神宮外苑地区の再開発はJSCと三井不動産、明治神宮、伊藤忠商事の4者による個人施行の再開発事業。JSCは明治神宮第二球場(新宿区霞ケ丘町3の2)の解体跡地に、新秩父宮ラグビー場を含めたラグビー場棟の整備を計画している。
審議会では、再開発事業のコンサルタントを担う日建設計の担当者が全体の計画概要を説明した。ラグビー場棟が隣接する国立競技場(約47メートル)よりも高いことに対し、委員から「スケールが大きい」「高さ20メートル程度のイチョウ並木など周辺環境と調和が難しくなる」といった意見が出た。「ラグビー場の高さを47メートル以内に抑えればなだらかな景観を生み出せる」との提案もあった。
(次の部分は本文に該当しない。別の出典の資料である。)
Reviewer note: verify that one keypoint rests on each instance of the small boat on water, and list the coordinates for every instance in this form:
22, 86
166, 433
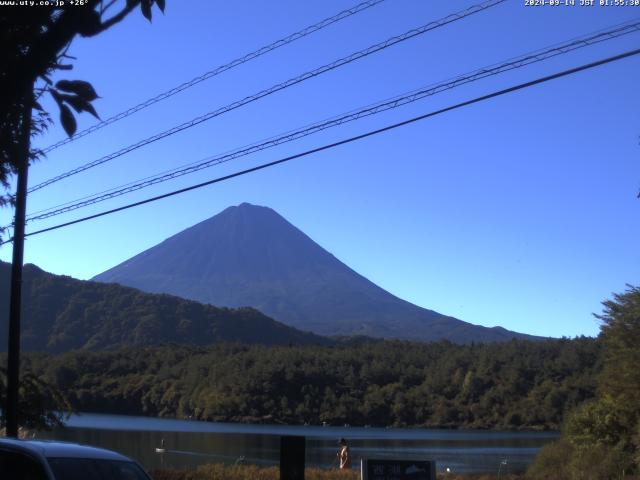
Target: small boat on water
161, 449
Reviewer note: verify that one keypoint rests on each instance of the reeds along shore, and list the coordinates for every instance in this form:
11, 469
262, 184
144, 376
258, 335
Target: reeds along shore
252, 472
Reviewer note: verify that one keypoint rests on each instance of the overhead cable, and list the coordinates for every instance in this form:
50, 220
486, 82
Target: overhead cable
275, 88
218, 70
495, 69
482, 98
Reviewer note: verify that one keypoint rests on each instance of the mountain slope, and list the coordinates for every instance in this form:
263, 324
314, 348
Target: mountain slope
250, 255
61, 313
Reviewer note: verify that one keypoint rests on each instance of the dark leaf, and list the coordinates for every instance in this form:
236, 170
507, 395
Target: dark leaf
145, 6
79, 104
91, 23
67, 120
57, 96
79, 87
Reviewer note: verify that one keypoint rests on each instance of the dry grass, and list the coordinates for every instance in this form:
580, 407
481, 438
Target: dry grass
252, 472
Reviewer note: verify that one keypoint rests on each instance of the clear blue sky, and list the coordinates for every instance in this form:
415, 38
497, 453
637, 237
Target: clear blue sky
520, 211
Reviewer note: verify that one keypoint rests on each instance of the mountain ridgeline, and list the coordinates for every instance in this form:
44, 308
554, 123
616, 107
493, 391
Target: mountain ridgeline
61, 313
251, 256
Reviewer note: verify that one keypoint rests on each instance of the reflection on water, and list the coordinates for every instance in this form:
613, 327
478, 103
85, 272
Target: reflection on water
191, 443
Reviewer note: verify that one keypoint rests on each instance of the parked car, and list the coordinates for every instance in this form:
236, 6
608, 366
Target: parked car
50, 460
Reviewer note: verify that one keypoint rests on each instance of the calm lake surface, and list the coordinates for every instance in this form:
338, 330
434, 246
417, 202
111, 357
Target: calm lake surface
191, 443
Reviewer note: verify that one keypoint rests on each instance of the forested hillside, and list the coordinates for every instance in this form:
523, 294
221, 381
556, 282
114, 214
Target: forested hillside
512, 385
61, 313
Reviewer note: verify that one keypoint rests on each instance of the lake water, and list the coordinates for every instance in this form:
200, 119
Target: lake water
191, 443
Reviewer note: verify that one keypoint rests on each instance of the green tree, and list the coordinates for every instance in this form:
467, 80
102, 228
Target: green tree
35, 42
601, 439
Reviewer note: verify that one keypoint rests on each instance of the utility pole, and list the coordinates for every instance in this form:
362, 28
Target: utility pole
13, 359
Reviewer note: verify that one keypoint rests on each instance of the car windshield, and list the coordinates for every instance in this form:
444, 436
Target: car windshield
95, 469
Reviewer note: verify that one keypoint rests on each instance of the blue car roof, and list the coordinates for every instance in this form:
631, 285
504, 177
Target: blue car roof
52, 449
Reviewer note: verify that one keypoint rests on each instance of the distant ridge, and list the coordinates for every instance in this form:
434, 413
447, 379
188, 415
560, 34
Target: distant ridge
61, 313
249, 255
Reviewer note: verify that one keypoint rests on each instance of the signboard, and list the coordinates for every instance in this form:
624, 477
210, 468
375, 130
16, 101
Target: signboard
292, 451
393, 469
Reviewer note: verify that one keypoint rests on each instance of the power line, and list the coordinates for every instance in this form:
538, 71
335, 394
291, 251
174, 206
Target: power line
498, 93
276, 88
495, 69
218, 70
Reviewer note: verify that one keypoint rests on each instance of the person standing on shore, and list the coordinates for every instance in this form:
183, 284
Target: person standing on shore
344, 456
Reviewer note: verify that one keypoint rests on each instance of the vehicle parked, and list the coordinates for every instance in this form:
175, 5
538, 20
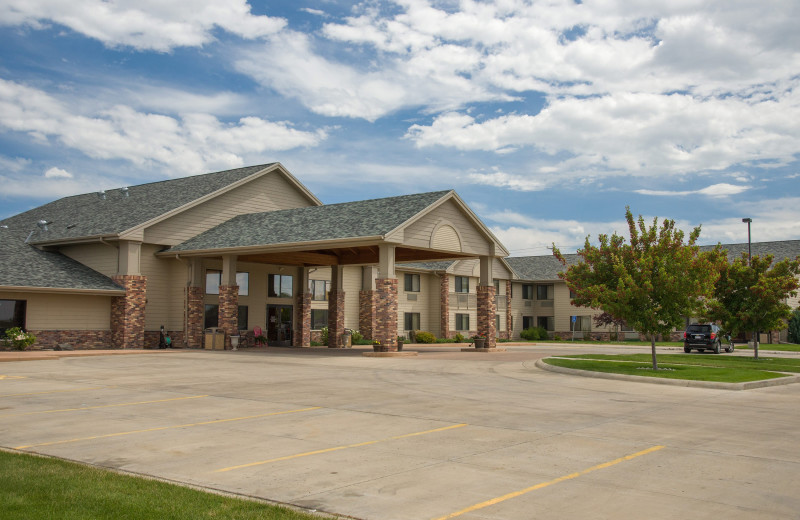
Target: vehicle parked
706, 336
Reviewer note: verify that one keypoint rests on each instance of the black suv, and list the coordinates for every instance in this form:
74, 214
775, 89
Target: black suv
702, 337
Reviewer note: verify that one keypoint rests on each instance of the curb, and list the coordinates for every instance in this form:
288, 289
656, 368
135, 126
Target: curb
788, 380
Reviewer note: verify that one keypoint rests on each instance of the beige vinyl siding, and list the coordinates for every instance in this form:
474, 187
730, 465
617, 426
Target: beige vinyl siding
100, 257
420, 232
267, 193
166, 280
64, 311
420, 302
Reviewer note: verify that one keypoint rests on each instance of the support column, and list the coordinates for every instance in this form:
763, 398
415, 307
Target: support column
127, 312
444, 305
195, 308
487, 306
386, 313
366, 302
302, 315
336, 308
229, 299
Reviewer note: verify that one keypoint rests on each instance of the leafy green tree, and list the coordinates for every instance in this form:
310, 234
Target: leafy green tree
651, 283
752, 296
794, 327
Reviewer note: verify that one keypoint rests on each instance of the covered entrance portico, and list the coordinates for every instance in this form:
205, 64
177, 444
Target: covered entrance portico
376, 235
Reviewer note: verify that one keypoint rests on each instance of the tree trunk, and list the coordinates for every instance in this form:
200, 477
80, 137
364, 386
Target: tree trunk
653, 348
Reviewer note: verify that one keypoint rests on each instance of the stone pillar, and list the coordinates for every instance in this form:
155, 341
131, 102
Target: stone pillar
127, 312
509, 318
386, 312
444, 305
302, 326
486, 314
336, 308
229, 311
195, 317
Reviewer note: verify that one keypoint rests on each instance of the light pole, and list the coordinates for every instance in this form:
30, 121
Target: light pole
749, 261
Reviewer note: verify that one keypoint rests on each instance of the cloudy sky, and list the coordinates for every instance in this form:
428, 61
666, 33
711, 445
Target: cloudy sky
547, 117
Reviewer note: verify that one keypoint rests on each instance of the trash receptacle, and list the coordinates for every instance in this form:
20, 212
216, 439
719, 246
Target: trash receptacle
214, 339
347, 338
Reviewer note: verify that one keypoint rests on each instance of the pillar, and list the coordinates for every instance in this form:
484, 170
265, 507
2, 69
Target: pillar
335, 308
128, 312
302, 315
444, 305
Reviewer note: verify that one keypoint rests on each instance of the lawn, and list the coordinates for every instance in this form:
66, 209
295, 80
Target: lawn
34, 488
693, 367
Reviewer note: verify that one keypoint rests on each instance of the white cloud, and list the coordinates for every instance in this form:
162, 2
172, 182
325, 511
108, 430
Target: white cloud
715, 190
191, 143
55, 172
143, 24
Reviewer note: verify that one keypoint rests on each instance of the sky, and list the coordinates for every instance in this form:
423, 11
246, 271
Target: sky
548, 118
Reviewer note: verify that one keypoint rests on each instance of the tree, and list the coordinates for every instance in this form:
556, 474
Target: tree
652, 283
752, 296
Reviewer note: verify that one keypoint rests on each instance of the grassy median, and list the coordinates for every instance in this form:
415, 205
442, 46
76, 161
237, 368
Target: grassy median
693, 367
33, 488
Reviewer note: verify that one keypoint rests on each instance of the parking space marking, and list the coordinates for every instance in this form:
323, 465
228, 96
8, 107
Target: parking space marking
541, 485
119, 434
103, 406
57, 391
337, 448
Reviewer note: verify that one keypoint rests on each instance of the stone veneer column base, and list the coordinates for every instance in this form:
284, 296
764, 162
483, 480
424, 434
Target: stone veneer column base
386, 313
195, 317
229, 312
302, 327
127, 312
486, 314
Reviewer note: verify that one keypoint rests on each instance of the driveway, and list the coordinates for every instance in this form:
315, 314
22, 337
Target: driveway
441, 435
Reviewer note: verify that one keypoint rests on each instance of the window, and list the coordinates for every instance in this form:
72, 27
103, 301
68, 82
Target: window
319, 318
412, 283
527, 291
462, 321
12, 314
542, 291
211, 316
411, 321
214, 279
243, 317
546, 322
280, 286
581, 323
319, 290
527, 322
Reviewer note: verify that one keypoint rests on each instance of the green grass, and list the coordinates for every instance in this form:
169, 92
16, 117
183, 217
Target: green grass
34, 488
693, 367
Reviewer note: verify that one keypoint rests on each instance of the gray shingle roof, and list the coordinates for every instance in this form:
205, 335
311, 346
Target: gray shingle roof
547, 267
88, 215
365, 218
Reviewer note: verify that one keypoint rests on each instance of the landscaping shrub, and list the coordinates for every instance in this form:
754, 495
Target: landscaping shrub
425, 337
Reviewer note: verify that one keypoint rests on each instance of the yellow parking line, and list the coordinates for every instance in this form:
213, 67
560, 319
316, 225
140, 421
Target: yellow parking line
164, 428
337, 448
104, 406
549, 483
57, 391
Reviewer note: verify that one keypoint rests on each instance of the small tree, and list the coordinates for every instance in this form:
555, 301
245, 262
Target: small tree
650, 283
751, 296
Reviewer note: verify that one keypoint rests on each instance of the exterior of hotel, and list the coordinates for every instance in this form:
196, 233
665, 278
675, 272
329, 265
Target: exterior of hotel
252, 248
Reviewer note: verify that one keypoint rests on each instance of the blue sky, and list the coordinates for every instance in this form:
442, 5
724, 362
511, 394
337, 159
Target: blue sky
547, 118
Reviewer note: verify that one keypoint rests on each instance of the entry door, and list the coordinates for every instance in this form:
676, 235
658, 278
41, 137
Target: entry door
279, 325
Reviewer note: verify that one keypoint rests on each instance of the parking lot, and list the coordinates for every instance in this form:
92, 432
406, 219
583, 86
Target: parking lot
441, 435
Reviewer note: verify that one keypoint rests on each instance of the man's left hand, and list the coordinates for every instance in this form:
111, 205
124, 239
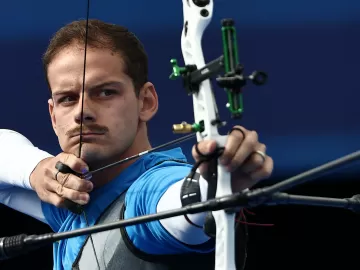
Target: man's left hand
244, 156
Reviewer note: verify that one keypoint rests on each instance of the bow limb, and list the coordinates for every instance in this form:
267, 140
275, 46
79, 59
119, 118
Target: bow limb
197, 16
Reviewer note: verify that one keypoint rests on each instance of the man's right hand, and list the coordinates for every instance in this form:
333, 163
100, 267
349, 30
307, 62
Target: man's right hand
54, 189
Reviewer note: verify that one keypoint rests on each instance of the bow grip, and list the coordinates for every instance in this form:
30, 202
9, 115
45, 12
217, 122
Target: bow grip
70, 205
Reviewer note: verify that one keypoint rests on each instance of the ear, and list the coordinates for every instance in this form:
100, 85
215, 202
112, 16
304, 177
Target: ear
52, 114
148, 102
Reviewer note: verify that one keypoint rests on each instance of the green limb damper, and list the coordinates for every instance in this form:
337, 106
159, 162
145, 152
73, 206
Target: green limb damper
231, 81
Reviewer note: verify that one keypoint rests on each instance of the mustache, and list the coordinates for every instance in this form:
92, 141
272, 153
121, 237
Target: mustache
86, 129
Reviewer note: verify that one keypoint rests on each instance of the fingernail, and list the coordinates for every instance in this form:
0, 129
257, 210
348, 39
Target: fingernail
90, 186
87, 176
85, 198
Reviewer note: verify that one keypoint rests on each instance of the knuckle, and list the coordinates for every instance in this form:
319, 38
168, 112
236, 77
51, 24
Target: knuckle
228, 155
58, 202
60, 190
64, 179
257, 160
263, 147
252, 137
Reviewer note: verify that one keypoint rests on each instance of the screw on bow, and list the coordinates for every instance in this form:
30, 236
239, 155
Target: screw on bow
232, 81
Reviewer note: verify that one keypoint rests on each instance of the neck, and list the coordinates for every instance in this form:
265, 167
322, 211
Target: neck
141, 143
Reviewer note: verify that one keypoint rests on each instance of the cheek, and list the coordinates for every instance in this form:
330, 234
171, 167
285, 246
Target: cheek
62, 124
125, 118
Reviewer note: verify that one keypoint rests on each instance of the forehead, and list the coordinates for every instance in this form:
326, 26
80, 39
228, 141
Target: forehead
67, 67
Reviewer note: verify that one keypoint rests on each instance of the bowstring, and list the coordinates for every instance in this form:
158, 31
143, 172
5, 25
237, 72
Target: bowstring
82, 115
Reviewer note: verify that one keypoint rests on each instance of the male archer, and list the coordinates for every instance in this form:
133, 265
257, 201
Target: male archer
118, 102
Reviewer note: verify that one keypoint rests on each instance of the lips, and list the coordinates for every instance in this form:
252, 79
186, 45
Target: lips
88, 134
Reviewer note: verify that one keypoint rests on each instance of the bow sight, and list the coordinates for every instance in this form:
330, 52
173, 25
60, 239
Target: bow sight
232, 81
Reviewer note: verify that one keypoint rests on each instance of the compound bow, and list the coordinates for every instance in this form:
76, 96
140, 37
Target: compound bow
220, 201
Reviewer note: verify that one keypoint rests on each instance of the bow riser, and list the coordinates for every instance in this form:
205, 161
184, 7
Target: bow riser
196, 20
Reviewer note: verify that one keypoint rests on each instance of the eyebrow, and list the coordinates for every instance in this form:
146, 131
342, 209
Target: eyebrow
97, 86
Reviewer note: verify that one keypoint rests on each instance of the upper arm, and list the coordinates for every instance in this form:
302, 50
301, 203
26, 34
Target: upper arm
142, 198
24, 201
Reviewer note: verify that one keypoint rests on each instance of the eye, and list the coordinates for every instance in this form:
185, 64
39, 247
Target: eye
66, 99
107, 92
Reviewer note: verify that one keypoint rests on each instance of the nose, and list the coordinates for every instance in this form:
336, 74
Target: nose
84, 111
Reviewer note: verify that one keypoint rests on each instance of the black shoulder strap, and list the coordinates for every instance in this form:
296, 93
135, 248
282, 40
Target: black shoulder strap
190, 193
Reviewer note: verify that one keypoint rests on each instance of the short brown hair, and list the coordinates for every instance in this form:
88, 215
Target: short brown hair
105, 36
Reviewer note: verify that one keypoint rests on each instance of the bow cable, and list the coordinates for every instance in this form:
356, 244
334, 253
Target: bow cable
82, 114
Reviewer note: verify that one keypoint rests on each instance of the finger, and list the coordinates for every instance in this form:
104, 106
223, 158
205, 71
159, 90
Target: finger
70, 181
66, 193
75, 163
203, 148
255, 161
233, 142
54, 199
264, 172
247, 147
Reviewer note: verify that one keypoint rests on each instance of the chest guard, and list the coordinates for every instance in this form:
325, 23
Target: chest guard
115, 251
委員らはラグビー場の四角張ったデザインが、曲線的な国立競技場の造形と調和しないことも懸念。整備にBT(建設・移管)+コンセッション(公共施設等運営権)方式のPFIを採用する方針に対し、最終的な設計が不透明になることも危惧した。
日建設計の担当者は「デザイン調整の体制などを検討していく」と応じ、PFIの公募手続きに当たっての景観協議で協力を求めた。JSCはPFI事業者を選定する一般競争入札(WTO対象)を2022年1月に公告する予定だ。